The main topic at the URL https://www.oracle.com/artificial-intelligence/database-machine-learning
is Oracle's database machine learning capabilities, specifically how Oracle
integrates artificial intelligence and machine learning features directly
into its database products.

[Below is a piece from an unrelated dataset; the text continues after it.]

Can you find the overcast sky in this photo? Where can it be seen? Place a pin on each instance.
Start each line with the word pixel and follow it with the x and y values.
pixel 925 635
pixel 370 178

The page highlights how users can leverage these
built-in AI and ML tools to analyze data, build predictive models, and enhance
business applications without moving data outside the Oracle Database
environment.
The main topic of the website https://openai.com is artificial
intelligence research and development. OpenAI focuses on creating and
promoting advanced AI technologies, including products like ChatGPT, and
provides information about their research, products, and mission to ensure
that artificial general intelligence benefits all of humanity.